JAKARTA, Titik Kumpul – Asosiasi Pelaku Industri Tembakau menyatakan penolakannya terhadap pengesahan Peraturan Pemerintah (PP) Nomor 28 Tahun 2024 tentang Kepatuhan Terhadap Aturan UU Kesehatan 17 Tahun 2023.
Undang-undang tersebut, misalnya, mengatur larangan penjualan tembakau dan rokok elektrik dalam jarak 200 meter dari sekolah atau taman bermain anak, serta larangan memasang iklan di pintu masuk dan keluar.
Sebab dapat mengancam industri tembakau khususnya Usaha Mikro, Kecil, dan Menengah (UMKM). Mari kita terus menganalisis keseluruhan cerita di bawah ini.
Sekretaris Asosiasi Personal Vaper Indonesia (APVI) Garindra Kartasasmita menyayangkan pelarangan penjualan rokok elektrik dalam jarak 200 meter dari sekolah dan taman bermain anak karena tidak mempertimbangkan masa depan pengusaha kecil.
Penerapan undang-undang ini akan sulit dilakukan di daerah pedesaan yang terdapat banyak lembaga pendidikan dan lembaga olah raga dan letaknya berdekatan.
Belum lagi, banyak pemilik toko rokok elektrik yang menyewa tempatnya selama tiga tahun sebelum PP Nomor 28 Tahun 2024 disahkan.
“Kami memahami perlindungan yang ingin diberikan pemerintah kepada anak, kami juga mendukungnya. Namun, jangan korbankan usaha kecil.
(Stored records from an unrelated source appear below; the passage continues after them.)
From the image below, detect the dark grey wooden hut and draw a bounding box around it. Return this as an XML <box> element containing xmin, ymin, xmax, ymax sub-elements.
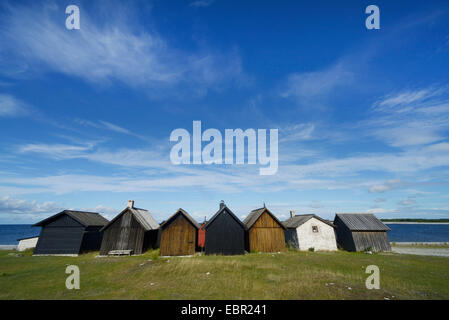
<box><xmin>100</xmin><ymin>200</ymin><xmax>159</xmax><ymax>255</ymax></box>
<box><xmin>334</xmin><ymin>213</ymin><xmax>391</xmax><ymax>252</ymax></box>
<box><xmin>34</xmin><ymin>210</ymin><xmax>108</xmax><ymax>255</ymax></box>
<box><xmin>204</xmin><ymin>202</ymin><xmax>246</xmax><ymax>255</ymax></box>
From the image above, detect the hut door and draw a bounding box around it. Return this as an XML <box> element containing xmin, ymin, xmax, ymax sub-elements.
<box><xmin>117</xmin><ymin>213</ymin><xmax>133</xmax><ymax>250</ymax></box>
<box><xmin>160</xmin><ymin>215</ymin><xmax>196</xmax><ymax>256</ymax></box>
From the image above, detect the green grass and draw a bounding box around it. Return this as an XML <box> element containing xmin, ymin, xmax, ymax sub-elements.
<box><xmin>391</xmin><ymin>242</ymin><xmax>449</xmax><ymax>249</ymax></box>
<box><xmin>0</xmin><ymin>250</ymin><xmax>449</xmax><ymax>299</ymax></box>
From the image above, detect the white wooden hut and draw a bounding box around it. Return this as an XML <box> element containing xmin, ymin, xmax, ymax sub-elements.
<box><xmin>283</xmin><ymin>212</ymin><xmax>337</xmax><ymax>251</ymax></box>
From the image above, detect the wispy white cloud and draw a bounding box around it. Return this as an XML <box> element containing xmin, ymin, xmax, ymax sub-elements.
<box><xmin>366</xmin><ymin>86</ymin><xmax>449</xmax><ymax>147</ymax></box>
<box><xmin>369</xmin><ymin>180</ymin><xmax>401</xmax><ymax>193</ymax></box>
<box><xmin>281</xmin><ymin>63</ymin><xmax>353</xmax><ymax>98</ymax></box>
<box><xmin>0</xmin><ymin>4</ymin><xmax>242</xmax><ymax>94</ymax></box>
<box><xmin>189</xmin><ymin>0</ymin><xmax>215</xmax><ymax>7</ymax></box>
<box><xmin>0</xmin><ymin>196</ymin><xmax>61</xmax><ymax>215</ymax></box>
<box><xmin>18</xmin><ymin>143</ymin><xmax>94</xmax><ymax>160</ymax></box>
<box><xmin>279</xmin><ymin>123</ymin><xmax>315</xmax><ymax>142</ymax></box>
<box><xmin>398</xmin><ymin>198</ymin><xmax>416</xmax><ymax>206</ymax></box>
<box><xmin>0</xmin><ymin>94</ymin><xmax>29</xmax><ymax>117</ymax></box>
<box><xmin>75</xmin><ymin>119</ymin><xmax>151</xmax><ymax>142</ymax></box>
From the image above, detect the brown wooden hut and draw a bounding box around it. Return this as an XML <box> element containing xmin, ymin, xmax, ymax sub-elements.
<box><xmin>160</xmin><ymin>208</ymin><xmax>200</xmax><ymax>256</ymax></box>
<box><xmin>334</xmin><ymin>213</ymin><xmax>391</xmax><ymax>251</ymax></box>
<box><xmin>100</xmin><ymin>200</ymin><xmax>159</xmax><ymax>255</ymax></box>
<box><xmin>243</xmin><ymin>207</ymin><xmax>285</xmax><ymax>252</ymax></box>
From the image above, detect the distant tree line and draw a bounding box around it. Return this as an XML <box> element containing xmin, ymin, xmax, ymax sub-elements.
<box><xmin>381</xmin><ymin>218</ymin><xmax>449</xmax><ymax>222</ymax></box>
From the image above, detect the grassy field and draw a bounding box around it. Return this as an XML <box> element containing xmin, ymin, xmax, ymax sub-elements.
<box><xmin>0</xmin><ymin>250</ymin><xmax>449</xmax><ymax>299</ymax></box>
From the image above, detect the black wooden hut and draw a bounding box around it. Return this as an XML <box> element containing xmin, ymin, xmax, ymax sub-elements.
<box><xmin>100</xmin><ymin>200</ymin><xmax>159</xmax><ymax>255</ymax></box>
<box><xmin>34</xmin><ymin>210</ymin><xmax>108</xmax><ymax>255</ymax></box>
<box><xmin>334</xmin><ymin>213</ymin><xmax>391</xmax><ymax>251</ymax></box>
<box><xmin>204</xmin><ymin>202</ymin><xmax>246</xmax><ymax>255</ymax></box>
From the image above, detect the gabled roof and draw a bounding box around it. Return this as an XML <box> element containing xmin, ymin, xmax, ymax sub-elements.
<box><xmin>334</xmin><ymin>213</ymin><xmax>390</xmax><ymax>231</ymax></box>
<box><xmin>203</xmin><ymin>205</ymin><xmax>246</xmax><ymax>230</ymax></box>
<box><xmin>33</xmin><ymin>210</ymin><xmax>109</xmax><ymax>227</ymax></box>
<box><xmin>100</xmin><ymin>207</ymin><xmax>159</xmax><ymax>231</ymax></box>
<box><xmin>283</xmin><ymin>214</ymin><xmax>335</xmax><ymax>229</ymax></box>
<box><xmin>160</xmin><ymin>208</ymin><xmax>201</xmax><ymax>229</ymax></box>
<box><xmin>243</xmin><ymin>207</ymin><xmax>285</xmax><ymax>230</ymax></box>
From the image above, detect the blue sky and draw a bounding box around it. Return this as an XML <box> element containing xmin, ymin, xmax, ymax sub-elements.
<box><xmin>0</xmin><ymin>0</ymin><xmax>449</xmax><ymax>223</ymax></box>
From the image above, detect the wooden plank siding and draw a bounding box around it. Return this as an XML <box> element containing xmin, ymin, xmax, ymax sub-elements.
<box><xmin>33</xmin><ymin>215</ymin><xmax>85</xmax><ymax>254</ymax></box>
<box><xmin>160</xmin><ymin>214</ymin><xmax>197</xmax><ymax>256</ymax></box>
<box><xmin>249</xmin><ymin>212</ymin><xmax>285</xmax><ymax>252</ymax></box>
<box><xmin>100</xmin><ymin>211</ymin><xmax>145</xmax><ymax>255</ymax></box>
<box><xmin>352</xmin><ymin>231</ymin><xmax>391</xmax><ymax>252</ymax></box>
<box><xmin>205</xmin><ymin>208</ymin><xmax>245</xmax><ymax>255</ymax></box>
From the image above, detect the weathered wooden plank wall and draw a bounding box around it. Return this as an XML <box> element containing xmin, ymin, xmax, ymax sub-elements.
<box><xmin>100</xmin><ymin>212</ymin><xmax>145</xmax><ymax>255</ymax></box>
<box><xmin>352</xmin><ymin>231</ymin><xmax>391</xmax><ymax>252</ymax></box>
<box><xmin>33</xmin><ymin>215</ymin><xmax>85</xmax><ymax>254</ymax></box>
<box><xmin>249</xmin><ymin>212</ymin><xmax>285</xmax><ymax>252</ymax></box>
<box><xmin>205</xmin><ymin>209</ymin><xmax>245</xmax><ymax>255</ymax></box>
<box><xmin>160</xmin><ymin>214</ymin><xmax>197</xmax><ymax>256</ymax></box>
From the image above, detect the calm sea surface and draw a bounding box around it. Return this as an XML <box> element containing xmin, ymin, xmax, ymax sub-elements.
<box><xmin>387</xmin><ymin>224</ymin><xmax>449</xmax><ymax>242</ymax></box>
<box><xmin>0</xmin><ymin>224</ymin><xmax>41</xmax><ymax>245</ymax></box>
<box><xmin>0</xmin><ymin>224</ymin><xmax>449</xmax><ymax>245</ymax></box>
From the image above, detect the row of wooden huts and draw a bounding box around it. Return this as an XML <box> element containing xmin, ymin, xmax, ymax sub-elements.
<box><xmin>30</xmin><ymin>200</ymin><xmax>391</xmax><ymax>256</ymax></box>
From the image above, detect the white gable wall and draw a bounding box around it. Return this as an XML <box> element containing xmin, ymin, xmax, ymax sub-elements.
<box><xmin>296</xmin><ymin>218</ymin><xmax>337</xmax><ymax>251</ymax></box>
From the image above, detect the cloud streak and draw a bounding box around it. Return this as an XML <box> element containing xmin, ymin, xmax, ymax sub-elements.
<box><xmin>0</xmin><ymin>4</ymin><xmax>242</xmax><ymax>92</ymax></box>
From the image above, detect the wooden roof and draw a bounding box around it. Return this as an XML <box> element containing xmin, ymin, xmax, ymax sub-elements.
<box><xmin>334</xmin><ymin>213</ymin><xmax>390</xmax><ymax>231</ymax></box>
<box><xmin>100</xmin><ymin>207</ymin><xmax>159</xmax><ymax>231</ymax></box>
<box><xmin>33</xmin><ymin>210</ymin><xmax>109</xmax><ymax>227</ymax></box>
<box><xmin>203</xmin><ymin>205</ymin><xmax>246</xmax><ymax>230</ymax></box>
<box><xmin>243</xmin><ymin>207</ymin><xmax>285</xmax><ymax>230</ymax></box>
<box><xmin>160</xmin><ymin>208</ymin><xmax>201</xmax><ymax>229</ymax></box>
<box><xmin>283</xmin><ymin>214</ymin><xmax>335</xmax><ymax>229</ymax></box>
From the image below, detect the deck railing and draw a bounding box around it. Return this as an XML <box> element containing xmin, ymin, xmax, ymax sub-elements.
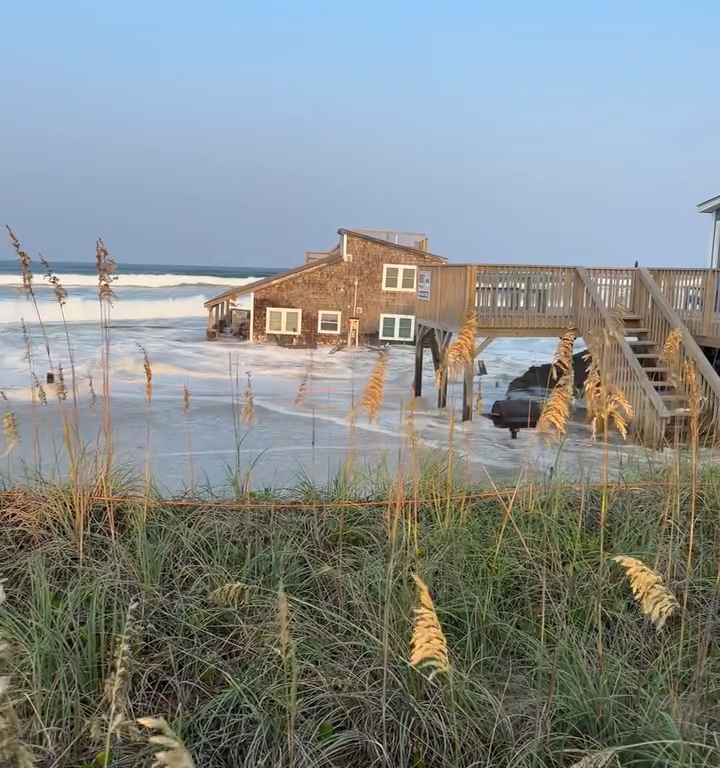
<box><xmin>649</xmin><ymin>269</ymin><xmax>720</xmax><ymax>338</ymax></box>
<box><xmin>475</xmin><ymin>265</ymin><xmax>574</xmax><ymax>329</ymax></box>
<box><xmin>635</xmin><ymin>269</ymin><xmax>720</xmax><ymax>438</ymax></box>
<box><xmin>416</xmin><ymin>264</ymin><xmax>476</xmax><ymax>329</ymax></box>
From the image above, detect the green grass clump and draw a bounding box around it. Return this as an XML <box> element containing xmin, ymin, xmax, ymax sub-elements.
<box><xmin>0</xmin><ymin>462</ymin><xmax>720</xmax><ymax>768</ymax></box>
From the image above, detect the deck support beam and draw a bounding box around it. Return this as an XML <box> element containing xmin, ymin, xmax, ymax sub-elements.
<box><xmin>413</xmin><ymin>325</ymin><xmax>427</xmax><ymax>397</ymax></box>
<box><xmin>463</xmin><ymin>357</ymin><xmax>475</xmax><ymax>421</ymax></box>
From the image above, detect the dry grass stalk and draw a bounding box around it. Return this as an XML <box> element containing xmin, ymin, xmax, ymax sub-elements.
<box><xmin>403</xmin><ymin>397</ymin><xmax>418</xmax><ymax>451</ymax></box>
<box><xmin>446</xmin><ymin>312</ymin><xmax>477</xmax><ymax>373</ymax></box>
<box><xmin>295</xmin><ymin>353</ymin><xmax>314</xmax><ymax>408</ymax></box>
<box><xmin>55</xmin><ymin>365</ymin><xmax>67</xmax><ymax>402</ymax></box>
<box><xmin>570</xmin><ymin>749</ymin><xmax>615</xmax><ymax>768</ymax></box>
<box><xmin>278</xmin><ymin>583</ymin><xmax>294</xmax><ymax>661</ymax></box>
<box><xmin>358</xmin><ymin>352</ymin><xmax>389</xmax><ymax>423</ymax></box>
<box><xmin>210</xmin><ymin>581</ymin><xmax>248</xmax><ymax>608</ymax></box>
<box><xmin>585</xmin><ymin>349</ymin><xmax>633</xmax><ymax>439</ymax></box>
<box><xmin>87</xmin><ymin>373</ymin><xmax>97</xmax><ymax>408</ymax></box>
<box><xmin>613</xmin><ymin>555</ymin><xmax>680</xmax><ymax>632</ymax></box>
<box><xmin>0</xmin><ymin>579</ymin><xmax>35</xmax><ymax>768</ymax></box>
<box><xmin>683</xmin><ymin>360</ymin><xmax>703</xmax><ymax>445</ymax></box>
<box><xmin>137</xmin><ymin>717</ymin><xmax>195</xmax><ymax>768</ymax></box>
<box><xmin>660</xmin><ymin>328</ymin><xmax>683</xmax><ymax>387</ymax></box>
<box><xmin>550</xmin><ymin>329</ymin><xmax>577</xmax><ymax>381</ymax></box>
<box><xmin>104</xmin><ymin>601</ymin><xmax>139</xmax><ymax>752</ymax></box>
<box><xmin>277</xmin><ymin>582</ymin><xmax>297</xmax><ymax>765</ymax></box>
<box><xmin>30</xmin><ymin>372</ymin><xmax>47</xmax><ymax>412</ymax></box>
<box><xmin>610</xmin><ymin>304</ymin><xmax>630</xmax><ymax>338</ymax></box>
<box><xmin>0</xmin><ymin>411</ymin><xmax>20</xmax><ymax>456</ymax></box>
<box><xmin>537</xmin><ymin>372</ymin><xmax>573</xmax><ymax>438</ymax></box>
<box><xmin>240</xmin><ymin>371</ymin><xmax>256</xmax><ymax>426</ymax></box>
<box><xmin>5</xmin><ymin>224</ymin><xmax>33</xmax><ymax>296</ymax></box>
<box><xmin>410</xmin><ymin>574</ymin><xmax>450</xmax><ymax>677</ymax></box>
<box><xmin>95</xmin><ymin>238</ymin><xmax>117</xmax><ymax>304</ymax></box>
<box><xmin>138</xmin><ymin>344</ymin><xmax>152</xmax><ymax>403</ymax></box>
<box><xmin>40</xmin><ymin>256</ymin><xmax>67</xmax><ymax>307</ymax></box>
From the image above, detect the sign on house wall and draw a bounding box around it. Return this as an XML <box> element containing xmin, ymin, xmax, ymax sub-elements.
<box><xmin>417</xmin><ymin>269</ymin><xmax>432</xmax><ymax>301</ymax></box>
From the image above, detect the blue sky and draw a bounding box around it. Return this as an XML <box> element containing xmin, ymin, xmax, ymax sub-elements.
<box><xmin>0</xmin><ymin>0</ymin><xmax>720</xmax><ymax>266</ymax></box>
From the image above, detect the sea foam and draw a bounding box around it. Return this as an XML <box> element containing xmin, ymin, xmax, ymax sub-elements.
<box><xmin>0</xmin><ymin>273</ymin><xmax>261</xmax><ymax>288</ymax></box>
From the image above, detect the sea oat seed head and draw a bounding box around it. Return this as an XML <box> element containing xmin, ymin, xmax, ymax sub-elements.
<box><xmin>353</xmin><ymin>351</ymin><xmax>389</xmax><ymax>423</ymax></box>
<box><xmin>447</xmin><ymin>312</ymin><xmax>477</xmax><ymax>373</ymax></box>
<box><xmin>137</xmin><ymin>717</ymin><xmax>195</xmax><ymax>768</ymax></box>
<box><xmin>410</xmin><ymin>574</ymin><xmax>450</xmax><ymax>676</ymax></box>
<box><xmin>613</xmin><ymin>555</ymin><xmax>680</xmax><ymax>632</ymax></box>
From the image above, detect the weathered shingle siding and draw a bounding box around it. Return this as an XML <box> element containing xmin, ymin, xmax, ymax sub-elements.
<box><xmin>253</xmin><ymin>234</ymin><xmax>441</xmax><ymax>344</ymax></box>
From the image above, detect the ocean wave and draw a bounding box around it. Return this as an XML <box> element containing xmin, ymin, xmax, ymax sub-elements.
<box><xmin>0</xmin><ymin>295</ymin><xmax>209</xmax><ymax>325</ymax></box>
<box><xmin>0</xmin><ymin>273</ymin><xmax>262</xmax><ymax>288</ymax></box>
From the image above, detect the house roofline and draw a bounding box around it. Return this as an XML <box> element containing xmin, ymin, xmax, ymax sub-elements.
<box><xmin>203</xmin><ymin>228</ymin><xmax>447</xmax><ymax>309</ymax></box>
<box><xmin>338</xmin><ymin>228</ymin><xmax>447</xmax><ymax>263</ymax></box>
<box><xmin>203</xmin><ymin>252</ymin><xmax>342</xmax><ymax>308</ymax></box>
<box><xmin>696</xmin><ymin>195</ymin><xmax>720</xmax><ymax>213</ymax></box>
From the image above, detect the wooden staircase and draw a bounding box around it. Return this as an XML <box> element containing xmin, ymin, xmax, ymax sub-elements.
<box><xmin>416</xmin><ymin>264</ymin><xmax>720</xmax><ymax>447</ymax></box>
<box><xmin>620</xmin><ymin>312</ymin><xmax>688</xmax><ymax>433</ymax></box>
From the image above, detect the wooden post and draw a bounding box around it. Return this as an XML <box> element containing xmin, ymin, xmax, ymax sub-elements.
<box><xmin>463</xmin><ymin>358</ymin><xmax>475</xmax><ymax>421</ymax></box>
<box><xmin>438</xmin><ymin>368</ymin><xmax>447</xmax><ymax>408</ymax></box>
<box><xmin>433</xmin><ymin>330</ymin><xmax>452</xmax><ymax>408</ymax></box>
<box><xmin>413</xmin><ymin>325</ymin><xmax>425</xmax><ymax>397</ymax></box>
<box><xmin>702</xmin><ymin>271</ymin><xmax>717</xmax><ymax>336</ymax></box>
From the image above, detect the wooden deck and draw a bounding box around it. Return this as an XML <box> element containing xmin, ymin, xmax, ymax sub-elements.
<box><xmin>415</xmin><ymin>264</ymin><xmax>720</xmax><ymax>446</ymax></box>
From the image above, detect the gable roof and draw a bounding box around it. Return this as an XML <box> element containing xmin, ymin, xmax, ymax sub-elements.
<box><xmin>204</xmin><ymin>229</ymin><xmax>447</xmax><ymax>307</ymax></box>
<box><xmin>338</xmin><ymin>229</ymin><xmax>447</xmax><ymax>264</ymax></box>
<box><xmin>697</xmin><ymin>195</ymin><xmax>720</xmax><ymax>213</ymax></box>
<box><xmin>204</xmin><ymin>251</ymin><xmax>342</xmax><ymax>307</ymax></box>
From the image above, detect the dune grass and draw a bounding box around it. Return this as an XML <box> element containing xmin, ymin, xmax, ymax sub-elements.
<box><xmin>0</xmin><ymin>460</ymin><xmax>720</xmax><ymax>768</ymax></box>
<box><xmin>0</xmin><ymin>225</ymin><xmax>720</xmax><ymax>768</ymax></box>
Banyak ide yang bisa kita tawarkan jika diberi kesempatan,” jelas Garindra, Minggu 11 Agustus 2024.
“Kita tidak boleh mengadopsi undang-undang untuk menyelesaikan satu masalah dengan menimbulkan masalah lain. “Undang-undang tersebut harus disahkan secara hati-hati dengan mendengarkan para ahli,” katanya.
Garindra juga menekankan pentingnya peran seluruh pemangku kepentingan dalam pengambilan kebijakan sebelum diterapkan di masyarakat.
“APVI siap ikut serta dalam pencegahan penjualan tembakau kepada anak di bawah umur, tinggal undang-undang yang jelas dan kuat. Sehingga undang-undang yang disahkan tidak akan menimbulkan masalah lain,” ujarnya.
Ketua Asosiasi Retail Vape Indonesia (ARVINDO) Pachmi Kurnia sempat menyayangkan adanya larangan penjualan rokok elektrik dalam jarak 200 meter.
“Kami merasa berada dalam banyak masalah, bukan hanya sebagai pelaku bisnis yang menjual vape, namun sebagai pengusaha yang menghasilkan banyak uang dengan menjual tembakau.” “Banyak toko dan toko vape yang didirikan sebelum ada sekolah dan taman bermain,” ujarnya.
Sebagai seorang industrialis, Pak Pachma mengatakan bahwa implementasi kebijakan pemerintah harus difokuskan pada perlindungan kesehatan masyarakat dan mendukung usaha kecil dan menengah.
Oleh karena itu, tidak ada pihak yang dirugikan.
“Kuncinya adalah melibatkan pelaku industri terlebih dahulu. Kebijakan apa pun yang bisa diambil harus melindungi pelaku UMKM. Regulasi yang disusun secara matang dan diterapkan dalam waktu singkat akan merugikan pelaku UMKM yang membutuhkan waktu lebih lama dibandingkan pelaku UMKM besar. Perusahaan akan berubah karena masalah keuangan dan karena sumber daya lainnya.
Fach melanjutkan, organisasi dunia usaha juga selalu mendukung kebijakan pemerintah untuk menurunkan prevalensi merokok. Namun kehadiran PP Kesehatan justru memperkecil kedudukan produk tembakau lainnya karena produk tersebut mendukung rokok.
Pemerintah melihat obat ini sebagai cara untuk mengurangi risiko penyakit yang berhubungan dengan merokok.
Jika pemerintah ingin mengurangi jumlah perokok dan mengurangi bahaya tembakau, Pachmi berharap pemerintah berupaya memberikan pendidikan komprehensif tentang tembakau yang berbasis ilmu pengetahuan.
Faktanya, jalan untuk berhenti merokok sepenuhnya sulit diikuti oleh perokok berat.
“Sekarang pemerintah perlu mencoba cara baru untuk mengajak perokok berusia lanjut mencari cara lain yang risikonya lebih kecil,” kata Fachmi.